ROYAL OAK - There is a warning about an alleged online scammer and a crime of opportunity in a hot rental market.|
Some people show up at a house in Royal Oak hoping to move in, but the real owner says he didn't put it up for rent.
It starts with a Craigslist ad that's too good to be true. A home right in Royal Oak being put up as a steal for $900 a month leading people to jump all over it. But the person listing the house doesn't own it in the first place.
"We listed the house for sale on the 14th," said Jason Lewis. "We accepted an offer two days later and took it off."
Two days in a seller's market and a Royal Oak home was sold. Nothing to worry about - or least that's what Lewis thought.
Then came a knock at the door at 9:30 at night, a person inquiring about the house.
"He essentially said 'Hey can we rent this place?'" Lewis said. "I said 'Well it's not for rent, I don't understand what you are saying.' And they showed me the Craigslist ad."
In the ad, a man by the name of William Wolf claimed he's in Connecticut. and says he hoped to rent it "quick." He is asking $900 a month and $900 down as a deposit.
"The listing (or) the most concerning part, is basically (that it said to) come by, peek through the windows and walk on the property," Lewis said. "I literally caught someone out back walking around at night."

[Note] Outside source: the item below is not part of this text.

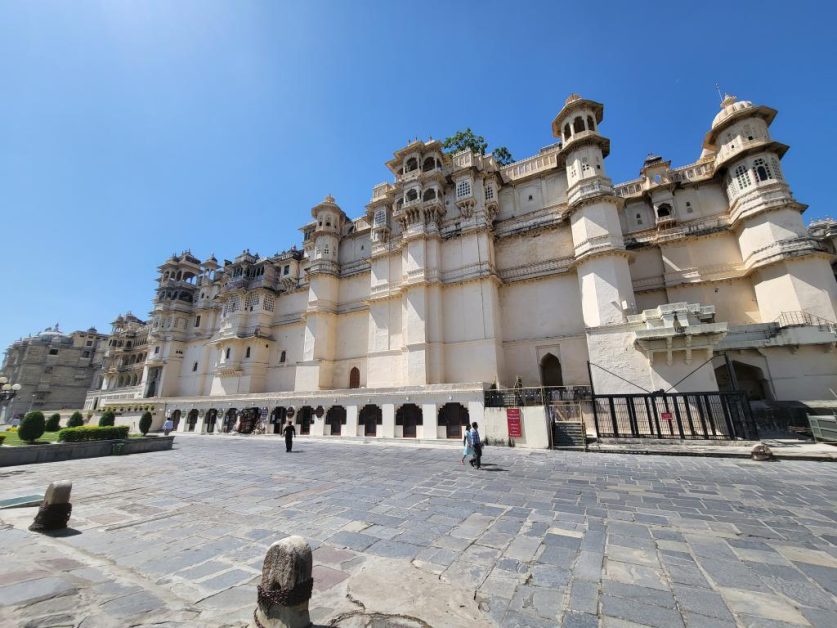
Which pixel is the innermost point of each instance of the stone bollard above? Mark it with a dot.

That was enough to get Lewis to call police.
"They said just keep your eyes out," he said. "Our neighbors have been real helpful keeping their eyes out for us."
He also called Craigslist who took down the ad, and the Federal Trade Commission, who opened an investigation. FOX 2 also tried calling Mr. Wolf, but got a message saying that the mobile user was not available with a prompt to leave a message.
Real estate agents like Tamela Ekstrom say this is a growing scam in the area.
"They will list something at a real good price, so it’s super-tempting," said Ekstrom, from Haven Real Estate and Design. "Then they will get people to give them a deposit because they need to get in on it right away."
Ekstrom says as a buyer you can take precautions.
"If someone is not going to meet you at the property, then that's a huge red flag,"
In fact if a real estate agent doesn't meet you for a showing, they can face fines of $5,000.
Lewis is hopeful no one actually paid $900 for just a peek inside his house.
"Now that it's out there, hopefully that can be spread to the local market and let people know this is going on don't be taken advantage of," he said.
Another tip passed on from the agent is that property ownership is an open record, meaning anyone in the public can look up the true owner of the property to make sure the person renting the house is actually is the person who owns it.
Lewis said incidents with people who saw the ad happened three times - but remember the posting was only online for two days showing how fast this scam works.